For the TF with an IDR, by minimizing the expression in Equation 5, we find that the optimal length approximately scales as $L^{\ast }\propto R$, and therefore the minimal search time, $t_{min}$, is approximately proportional to $R^2$.

At $R=500\mathrm{b}\mathrm{p}\approx 1/6\mu \mathrm{m}$, the search time is more than ten times shorter than a simple TF, despite the latter’s diffusion coefficient being several times larger. Based on our analytic result, we expect $\sim 50$ fold enhancement for the experimental parameters of yeast note that we assume the scaling $t_{min}\sim R^2$ still holds in this regime; this formula is approximate since it does not take into account the persistence length of DNA (Guilbaud et al., 2019), which is several-fold shorter than the optimal antenna length $L^{\ast }$. We have verified that reducing the DNA persistence length, which promotes increased DNA coiling, results in only a modest increase in mean search time. Even under extreme coiling conditions, the increase remains below 30% of the baseline value, as detailed in Appendix 9. Robustness of mean total search time with changing the antenna geometry. Converting $t_{min}$ into a second-order on-rate yields approximately ${10}^8-{10}^9{\mathrm{M}}^{-1}{s}^{-1}$, assuming $D\approx {10}^{-13}{m}^2/s$ and a TF copy number of 100. We also verified that the 3D diffusion coefficient slightly changes under a complex DNA configuration, where a point-searcher TF non-specifically interacts with the entire DNA, indicating the robustness of our optimal search process (see Appendix 10. MSD in a complex DNA configuration).

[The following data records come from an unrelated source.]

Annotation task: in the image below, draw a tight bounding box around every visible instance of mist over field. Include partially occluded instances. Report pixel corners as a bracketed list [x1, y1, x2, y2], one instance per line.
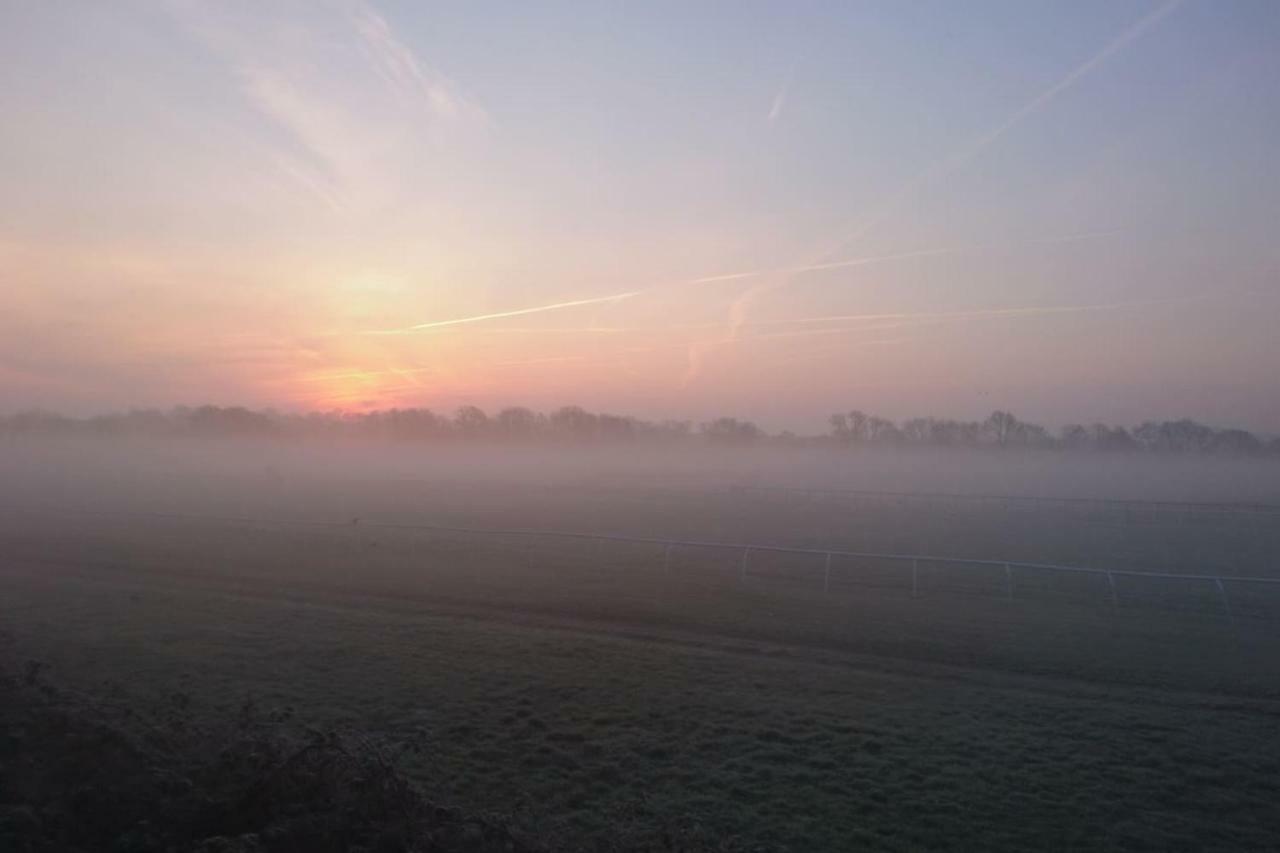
[0, 0, 1280, 853]
[0, 438, 1280, 512]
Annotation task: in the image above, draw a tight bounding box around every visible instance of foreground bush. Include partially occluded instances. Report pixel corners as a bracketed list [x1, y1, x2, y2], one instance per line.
[0, 648, 757, 853]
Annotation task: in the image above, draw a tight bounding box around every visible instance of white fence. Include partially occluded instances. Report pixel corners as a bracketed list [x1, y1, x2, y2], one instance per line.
[17, 507, 1280, 619]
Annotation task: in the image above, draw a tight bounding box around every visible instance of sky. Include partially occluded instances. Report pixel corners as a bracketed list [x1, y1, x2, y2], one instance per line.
[0, 0, 1280, 433]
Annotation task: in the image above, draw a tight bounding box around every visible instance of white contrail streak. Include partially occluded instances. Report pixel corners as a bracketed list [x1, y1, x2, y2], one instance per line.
[827, 0, 1183, 255]
[365, 291, 643, 334]
[706, 0, 1181, 366]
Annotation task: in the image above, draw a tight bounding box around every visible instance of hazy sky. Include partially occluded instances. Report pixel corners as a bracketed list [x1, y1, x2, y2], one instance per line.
[0, 0, 1280, 430]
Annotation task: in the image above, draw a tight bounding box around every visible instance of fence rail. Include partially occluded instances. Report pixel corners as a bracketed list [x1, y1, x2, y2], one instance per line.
[10, 507, 1280, 619]
[728, 484, 1280, 516]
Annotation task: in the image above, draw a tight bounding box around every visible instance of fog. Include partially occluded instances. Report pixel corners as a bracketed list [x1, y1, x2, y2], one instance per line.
[0, 438, 1280, 528]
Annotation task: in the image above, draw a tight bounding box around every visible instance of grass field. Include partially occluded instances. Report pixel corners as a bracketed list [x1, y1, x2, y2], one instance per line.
[0, 448, 1280, 850]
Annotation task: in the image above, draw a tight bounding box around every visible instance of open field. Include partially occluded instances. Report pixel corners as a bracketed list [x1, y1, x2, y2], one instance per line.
[0, 440, 1280, 850]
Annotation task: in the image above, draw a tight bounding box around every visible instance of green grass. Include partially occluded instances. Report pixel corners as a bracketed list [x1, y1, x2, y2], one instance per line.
[0, 502, 1280, 850]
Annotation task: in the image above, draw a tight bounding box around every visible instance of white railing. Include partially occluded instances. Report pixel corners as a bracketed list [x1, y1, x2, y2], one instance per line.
[12, 507, 1280, 619]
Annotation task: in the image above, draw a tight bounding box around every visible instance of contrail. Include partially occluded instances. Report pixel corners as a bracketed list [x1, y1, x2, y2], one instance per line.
[711, 0, 1181, 358]
[827, 0, 1183, 254]
[365, 291, 644, 334]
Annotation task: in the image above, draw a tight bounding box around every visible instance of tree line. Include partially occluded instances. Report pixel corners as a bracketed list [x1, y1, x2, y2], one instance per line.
[0, 406, 1280, 456]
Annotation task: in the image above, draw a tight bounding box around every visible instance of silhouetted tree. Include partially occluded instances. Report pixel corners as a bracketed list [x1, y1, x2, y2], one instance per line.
[453, 406, 489, 438]
[700, 418, 760, 444]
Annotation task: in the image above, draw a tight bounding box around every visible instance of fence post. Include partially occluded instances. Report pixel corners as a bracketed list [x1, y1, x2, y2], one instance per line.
[1213, 578, 1234, 622]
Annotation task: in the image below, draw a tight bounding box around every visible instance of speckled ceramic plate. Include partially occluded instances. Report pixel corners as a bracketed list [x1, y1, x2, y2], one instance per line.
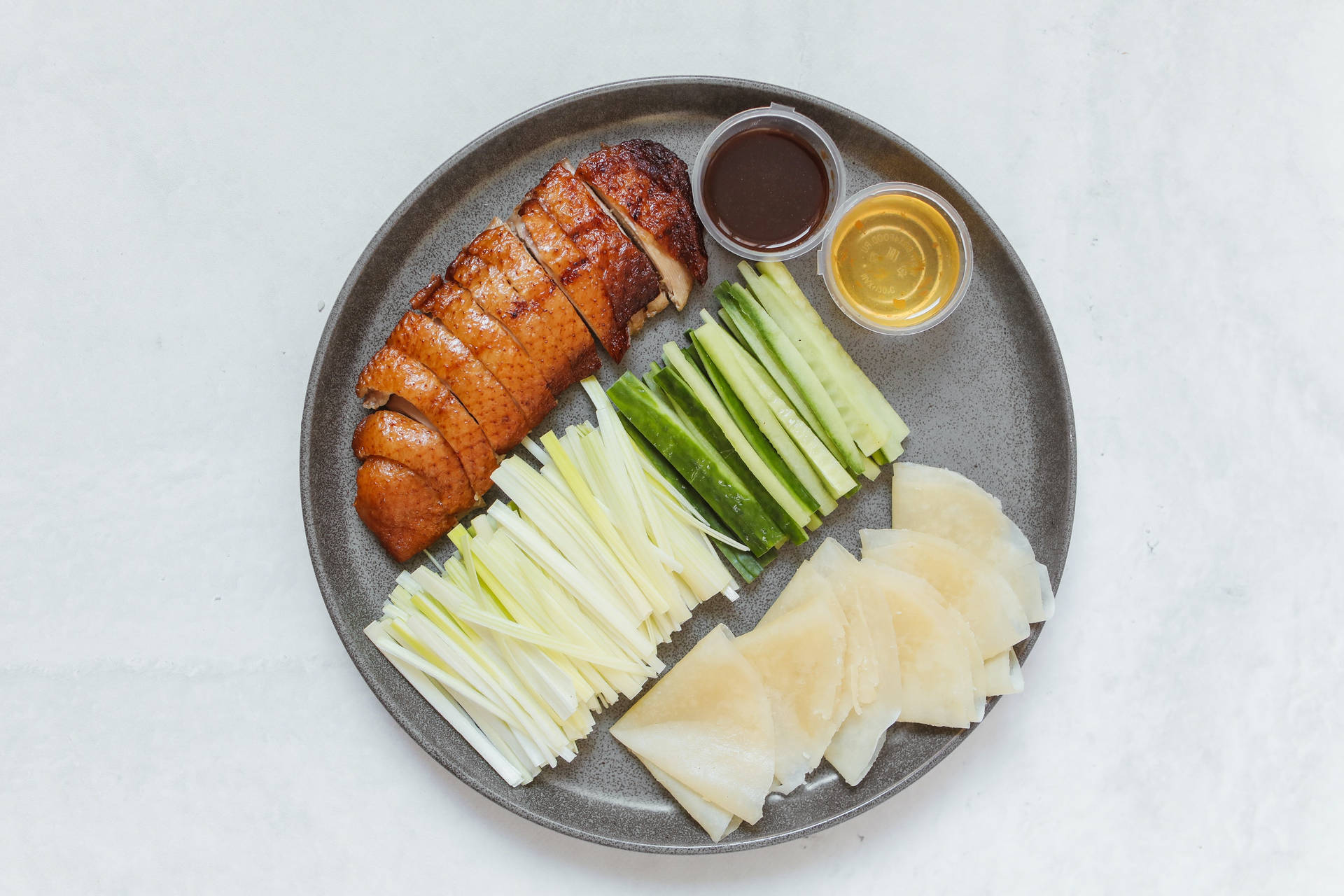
[300, 78, 1075, 853]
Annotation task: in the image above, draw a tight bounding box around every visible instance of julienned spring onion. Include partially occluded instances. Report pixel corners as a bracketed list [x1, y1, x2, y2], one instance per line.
[364, 379, 745, 786]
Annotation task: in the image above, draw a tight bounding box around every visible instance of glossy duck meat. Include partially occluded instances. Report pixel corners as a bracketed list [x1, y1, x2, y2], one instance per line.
[387, 312, 528, 451]
[449, 219, 601, 395]
[412, 276, 555, 430]
[578, 140, 710, 310]
[355, 346, 498, 497]
[511, 161, 666, 361]
[355, 456, 457, 563]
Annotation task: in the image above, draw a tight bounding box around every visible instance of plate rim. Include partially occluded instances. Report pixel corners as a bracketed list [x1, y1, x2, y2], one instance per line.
[298, 75, 1078, 855]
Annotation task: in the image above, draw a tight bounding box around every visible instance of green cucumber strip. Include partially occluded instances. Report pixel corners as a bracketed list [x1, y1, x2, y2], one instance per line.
[719, 309, 848, 502]
[663, 342, 818, 526]
[606, 372, 783, 556]
[704, 314, 855, 498]
[738, 262, 890, 454]
[696, 318, 853, 500]
[681, 332, 830, 513]
[620, 415, 778, 584]
[653, 360, 808, 544]
[685, 330, 836, 516]
[714, 291, 821, 440]
[748, 262, 910, 456]
[719, 284, 864, 475]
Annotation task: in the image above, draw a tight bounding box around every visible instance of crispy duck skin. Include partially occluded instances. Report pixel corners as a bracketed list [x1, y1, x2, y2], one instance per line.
[355, 346, 498, 497]
[412, 275, 555, 430]
[355, 456, 457, 563]
[578, 140, 710, 309]
[351, 411, 476, 513]
[510, 199, 630, 361]
[387, 312, 528, 451]
[513, 161, 666, 360]
[458, 218, 602, 395]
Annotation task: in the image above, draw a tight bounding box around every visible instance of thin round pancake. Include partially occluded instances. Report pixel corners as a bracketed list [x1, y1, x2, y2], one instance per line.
[736, 582, 846, 794]
[859, 529, 1031, 659]
[612, 626, 774, 823]
[891, 463, 1054, 622]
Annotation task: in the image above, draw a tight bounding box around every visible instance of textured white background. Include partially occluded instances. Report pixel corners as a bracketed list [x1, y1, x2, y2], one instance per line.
[0, 0, 1344, 893]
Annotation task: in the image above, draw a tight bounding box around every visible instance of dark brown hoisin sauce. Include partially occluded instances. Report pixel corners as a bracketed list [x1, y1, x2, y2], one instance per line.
[703, 127, 831, 251]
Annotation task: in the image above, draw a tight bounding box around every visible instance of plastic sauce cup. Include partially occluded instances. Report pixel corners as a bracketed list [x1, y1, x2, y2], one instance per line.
[691, 102, 846, 262]
[811, 181, 974, 336]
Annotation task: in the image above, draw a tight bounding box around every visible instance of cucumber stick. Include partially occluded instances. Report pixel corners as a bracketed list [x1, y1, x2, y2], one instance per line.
[606, 372, 783, 556]
[653, 360, 811, 544]
[696, 310, 855, 497]
[685, 330, 836, 516]
[615, 416, 776, 584]
[663, 342, 818, 529]
[743, 262, 910, 461]
[719, 305, 821, 440]
[715, 284, 864, 475]
[709, 321, 856, 500]
[719, 307, 840, 505]
[663, 342, 820, 525]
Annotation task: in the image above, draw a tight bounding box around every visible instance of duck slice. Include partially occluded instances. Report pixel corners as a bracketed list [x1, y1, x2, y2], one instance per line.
[451, 218, 601, 395]
[578, 140, 710, 310]
[351, 411, 476, 513]
[412, 275, 555, 428]
[355, 345, 498, 497]
[511, 161, 666, 360]
[355, 456, 457, 563]
[387, 312, 528, 451]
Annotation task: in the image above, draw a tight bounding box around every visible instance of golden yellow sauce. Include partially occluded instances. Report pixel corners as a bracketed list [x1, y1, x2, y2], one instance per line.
[831, 193, 961, 328]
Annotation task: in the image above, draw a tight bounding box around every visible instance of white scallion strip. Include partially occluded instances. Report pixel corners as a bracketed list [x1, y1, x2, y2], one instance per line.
[365, 379, 745, 786]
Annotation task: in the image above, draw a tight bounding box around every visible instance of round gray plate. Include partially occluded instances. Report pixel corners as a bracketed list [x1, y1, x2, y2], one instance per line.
[300, 78, 1077, 853]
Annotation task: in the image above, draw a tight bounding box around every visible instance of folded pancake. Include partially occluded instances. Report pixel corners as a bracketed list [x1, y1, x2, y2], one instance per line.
[459, 218, 601, 395]
[891, 463, 1055, 622]
[412, 276, 555, 430]
[985, 650, 1027, 697]
[355, 456, 457, 563]
[612, 626, 774, 823]
[812, 539, 903, 788]
[859, 529, 1031, 659]
[863, 566, 980, 728]
[735, 589, 846, 794]
[351, 411, 476, 513]
[640, 757, 742, 842]
[387, 312, 528, 451]
[577, 140, 710, 310]
[758, 550, 876, 720]
[355, 346, 498, 497]
[510, 161, 666, 360]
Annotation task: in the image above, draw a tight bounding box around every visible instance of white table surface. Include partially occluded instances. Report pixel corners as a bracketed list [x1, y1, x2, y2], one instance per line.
[0, 0, 1344, 895]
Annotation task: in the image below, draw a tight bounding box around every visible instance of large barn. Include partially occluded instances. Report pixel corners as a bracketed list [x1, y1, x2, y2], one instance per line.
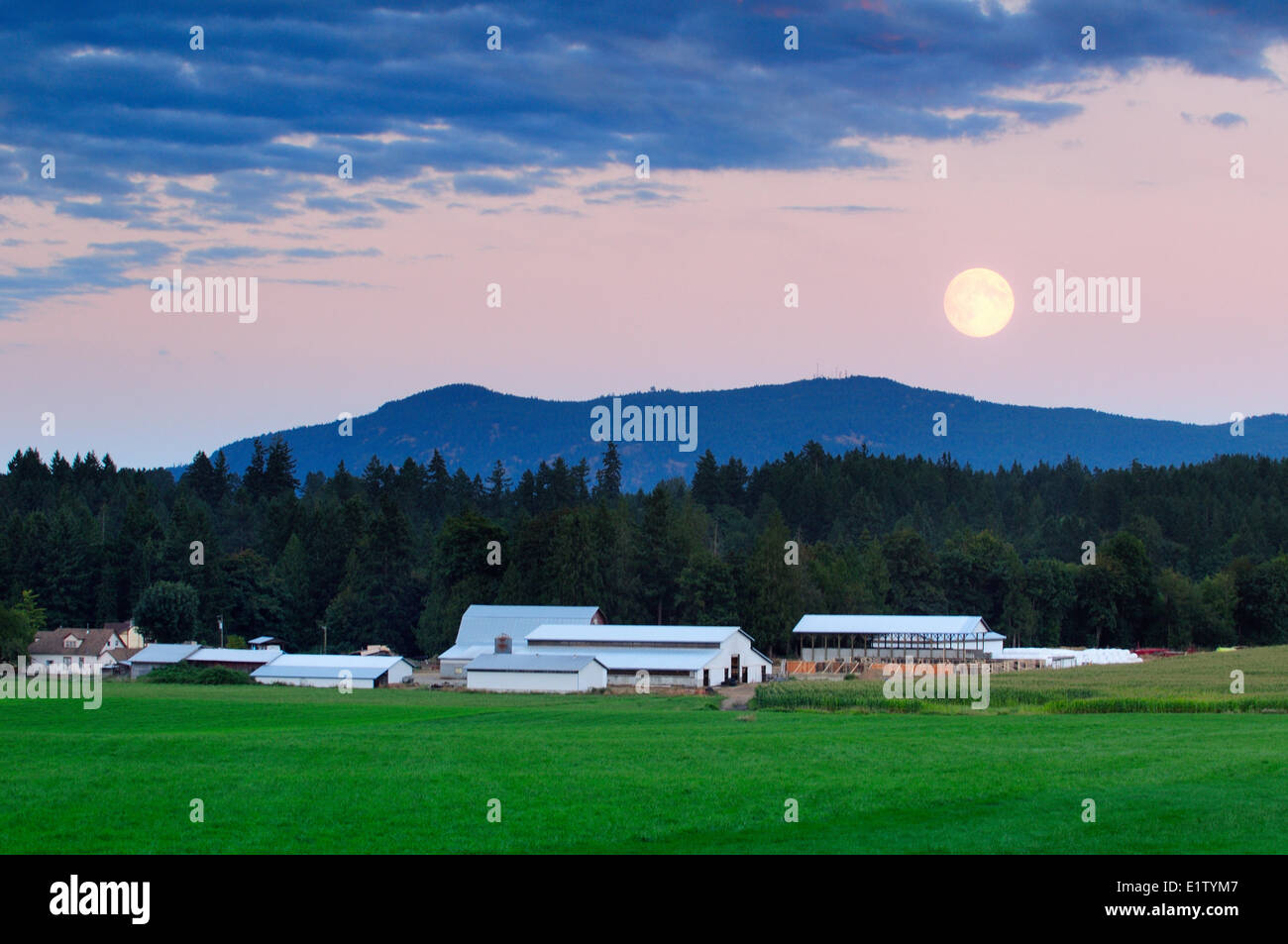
[467, 623, 772, 690]
[184, 647, 282, 673]
[793, 613, 1005, 664]
[438, 602, 605, 683]
[467, 652, 608, 691]
[250, 653, 413, 687]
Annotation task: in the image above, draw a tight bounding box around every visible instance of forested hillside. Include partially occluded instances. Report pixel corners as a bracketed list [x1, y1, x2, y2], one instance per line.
[0, 438, 1288, 654]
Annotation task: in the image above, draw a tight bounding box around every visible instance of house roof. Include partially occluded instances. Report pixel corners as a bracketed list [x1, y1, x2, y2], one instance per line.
[465, 653, 606, 673]
[250, 653, 411, 679]
[450, 602, 602, 658]
[793, 613, 1002, 639]
[27, 626, 121, 656]
[130, 643, 201, 666]
[188, 647, 280, 666]
[527, 625, 746, 647]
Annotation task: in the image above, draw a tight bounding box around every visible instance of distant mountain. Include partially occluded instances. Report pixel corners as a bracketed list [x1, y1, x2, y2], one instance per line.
[176, 377, 1288, 489]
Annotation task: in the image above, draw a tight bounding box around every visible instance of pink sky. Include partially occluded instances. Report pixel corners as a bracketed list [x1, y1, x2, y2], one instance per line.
[0, 59, 1288, 467]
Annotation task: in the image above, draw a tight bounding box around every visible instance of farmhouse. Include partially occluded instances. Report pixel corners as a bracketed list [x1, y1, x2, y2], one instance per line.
[467, 652, 608, 691]
[130, 643, 201, 679]
[250, 653, 413, 687]
[793, 614, 1005, 664]
[27, 627, 126, 673]
[491, 623, 772, 687]
[438, 602, 605, 682]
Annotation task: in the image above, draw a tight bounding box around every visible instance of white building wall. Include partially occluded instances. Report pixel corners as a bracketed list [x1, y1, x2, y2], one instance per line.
[465, 664, 597, 691]
[438, 660, 473, 685]
[255, 675, 376, 687]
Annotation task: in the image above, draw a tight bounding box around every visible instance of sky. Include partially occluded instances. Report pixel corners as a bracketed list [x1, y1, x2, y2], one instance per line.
[0, 0, 1288, 467]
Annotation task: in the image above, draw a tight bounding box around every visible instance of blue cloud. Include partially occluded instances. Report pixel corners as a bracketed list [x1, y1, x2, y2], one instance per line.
[0, 0, 1288, 305]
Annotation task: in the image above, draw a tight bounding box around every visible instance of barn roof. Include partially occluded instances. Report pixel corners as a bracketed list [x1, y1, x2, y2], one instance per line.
[528, 625, 746, 647]
[793, 613, 1002, 639]
[250, 653, 411, 679]
[438, 639, 527, 660]
[448, 602, 602, 649]
[465, 652, 602, 673]
[567, 647, 720, 673]
[188, 647, 280, 665]
[130, 643, 201, 665]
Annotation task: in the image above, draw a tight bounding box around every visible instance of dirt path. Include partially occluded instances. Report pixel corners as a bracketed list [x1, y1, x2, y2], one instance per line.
[716, 685, 756, 711]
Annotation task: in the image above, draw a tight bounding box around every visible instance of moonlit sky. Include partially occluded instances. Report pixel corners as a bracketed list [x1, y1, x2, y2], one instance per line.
[0, 0, 1288, 465]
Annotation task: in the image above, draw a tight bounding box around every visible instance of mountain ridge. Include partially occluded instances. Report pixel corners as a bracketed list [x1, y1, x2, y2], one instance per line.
[183, 376, 1288, 489]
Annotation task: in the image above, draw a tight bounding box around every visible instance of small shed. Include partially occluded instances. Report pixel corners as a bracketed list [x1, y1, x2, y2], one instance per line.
[130, 643, 201, 679]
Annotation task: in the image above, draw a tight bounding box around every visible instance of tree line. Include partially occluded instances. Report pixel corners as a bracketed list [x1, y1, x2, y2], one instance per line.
[0, 438, 1288, 656]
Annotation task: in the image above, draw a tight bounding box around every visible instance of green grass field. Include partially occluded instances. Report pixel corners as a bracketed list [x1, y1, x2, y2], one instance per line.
[0, 648, 1288, 853]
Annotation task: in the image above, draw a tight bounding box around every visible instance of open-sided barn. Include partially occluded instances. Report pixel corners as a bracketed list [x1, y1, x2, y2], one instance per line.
[793, 614, 1005, 662]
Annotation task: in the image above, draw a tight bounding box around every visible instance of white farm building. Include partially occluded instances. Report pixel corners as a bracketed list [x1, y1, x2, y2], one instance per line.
[467, 652, 608, 691]
[793, 614, 1006, 662]
[465, 623, 772, 691]
[438, 602, 605, 683]
[250, 653, 413, 689]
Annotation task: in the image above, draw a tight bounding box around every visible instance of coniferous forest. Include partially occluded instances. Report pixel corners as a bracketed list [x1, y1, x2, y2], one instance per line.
[0, 438, 1288, 657]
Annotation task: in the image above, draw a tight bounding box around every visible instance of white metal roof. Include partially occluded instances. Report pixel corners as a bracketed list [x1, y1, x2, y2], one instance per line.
[528, 625, 746, 645]
[567, 647, 720, 673]
[793, 613, 1002, 639]
[465, 652, 602, 673]
[439, 602, 599, 649]
[438, 639, 527, 660]
[188, 647, 280, 665]
[129, 643, 201, 665]
[252, 653, 411, 679]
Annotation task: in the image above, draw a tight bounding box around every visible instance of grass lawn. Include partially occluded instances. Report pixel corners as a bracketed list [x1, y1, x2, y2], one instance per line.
[0, 648, 1288, 853]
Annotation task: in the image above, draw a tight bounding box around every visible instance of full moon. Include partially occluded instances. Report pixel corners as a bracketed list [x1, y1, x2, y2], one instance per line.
[944, 269, 1015, 338]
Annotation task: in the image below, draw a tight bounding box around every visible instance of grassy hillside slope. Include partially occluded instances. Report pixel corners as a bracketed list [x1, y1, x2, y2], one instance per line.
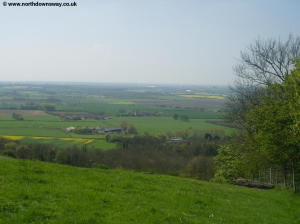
[0, 157, 300, 224]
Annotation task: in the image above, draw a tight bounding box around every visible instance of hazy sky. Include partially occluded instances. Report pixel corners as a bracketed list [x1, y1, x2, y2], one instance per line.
[0, 0, 300, 84]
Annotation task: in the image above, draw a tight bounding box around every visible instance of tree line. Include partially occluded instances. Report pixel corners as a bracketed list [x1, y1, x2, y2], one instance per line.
[215, 36, 300, 191]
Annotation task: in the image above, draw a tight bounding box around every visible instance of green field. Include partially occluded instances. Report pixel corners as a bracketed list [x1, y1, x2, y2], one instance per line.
[0, 83, 235, 150]
[0, 157, 300, 224]
[0, 115, 234, 137]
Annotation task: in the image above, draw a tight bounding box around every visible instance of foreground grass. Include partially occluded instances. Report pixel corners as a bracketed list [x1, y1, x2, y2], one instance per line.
[0, 157, 300, 224]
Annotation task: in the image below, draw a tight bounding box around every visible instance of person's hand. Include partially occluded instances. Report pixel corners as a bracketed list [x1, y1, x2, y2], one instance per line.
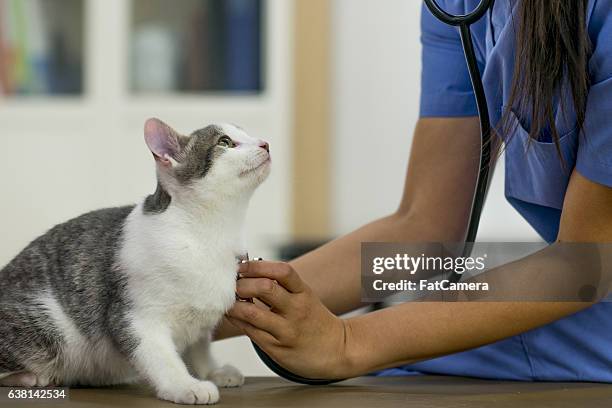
[228, 261, 349, 379]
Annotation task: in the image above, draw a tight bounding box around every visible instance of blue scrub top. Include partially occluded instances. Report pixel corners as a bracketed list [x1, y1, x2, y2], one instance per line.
[381, 0, 612, 382]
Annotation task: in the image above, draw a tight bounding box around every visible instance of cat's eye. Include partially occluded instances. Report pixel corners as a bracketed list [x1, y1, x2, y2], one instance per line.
[217, 136, 236, 148]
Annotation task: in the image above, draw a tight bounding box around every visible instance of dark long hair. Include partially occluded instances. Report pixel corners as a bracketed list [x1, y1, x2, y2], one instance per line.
[502, 0, 590, 155]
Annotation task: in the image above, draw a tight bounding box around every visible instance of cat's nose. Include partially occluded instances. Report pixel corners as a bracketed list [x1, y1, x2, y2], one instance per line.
[259, 140, 270, 153]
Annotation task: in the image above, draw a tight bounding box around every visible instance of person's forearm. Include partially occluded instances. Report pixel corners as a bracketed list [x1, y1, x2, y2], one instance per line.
[345, 302, 590, 377]
[290, 213, 460, 315]
[215, 212, 459, 340]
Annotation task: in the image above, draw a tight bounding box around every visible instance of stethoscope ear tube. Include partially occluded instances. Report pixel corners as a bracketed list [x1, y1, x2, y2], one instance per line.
[252, 0, 495, 385]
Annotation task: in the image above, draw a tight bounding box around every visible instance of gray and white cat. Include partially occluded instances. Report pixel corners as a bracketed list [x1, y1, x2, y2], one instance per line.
[0, 119, 270, 404]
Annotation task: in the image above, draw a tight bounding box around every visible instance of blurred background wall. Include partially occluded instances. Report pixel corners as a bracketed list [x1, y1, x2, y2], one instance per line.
[0, 0, 536, 375]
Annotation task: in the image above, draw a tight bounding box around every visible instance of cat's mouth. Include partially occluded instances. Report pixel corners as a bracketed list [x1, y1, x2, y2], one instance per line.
[240, 156, 272, 177]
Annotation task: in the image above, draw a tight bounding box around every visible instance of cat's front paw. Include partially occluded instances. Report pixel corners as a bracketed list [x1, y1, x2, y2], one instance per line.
[208, 365, 244, 388]
[157, 380, 219, 405]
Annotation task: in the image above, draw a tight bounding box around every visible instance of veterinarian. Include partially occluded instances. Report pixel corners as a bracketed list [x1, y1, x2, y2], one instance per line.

Next, we characterize the dynamics of the octopusing walk (Appendix 11. Properties of the octopusing walk). During this process, different IDR binding sites constantly bind and unbind from the antenna, leading to an effective 1D diffusion. A priori, one may think that the TF faces conflicting demands: it has to rapidly diffuse along the DNA while also maintaining strong enough binding to prevent detaching from the DNA too soon. Indeed, within the context of TF search in bacteria, this is known as the speed-stability paradox (Slutsky and Mirny, 2004). Importantly, the simple picture of the octopusing walk explains an elegant mechanism to bypass this paradox, achieving a high diffusion coefficient with a low rate of detaching from the DNA. This comes about due to the compensatory nature of the dynamics: there is, in effect, a feedback mechanism whereby if only a few sites are bound to the DNA, the on-rate increases, and similarly, if too many are bound (thus prohibiting the 1D diffusion) the off-rate increases. Remarkably, this mechanism remains highly effective even when the typical number of binding sites is as low as two. Further details are provided in Appendix 11. Properties of the octopusing walk.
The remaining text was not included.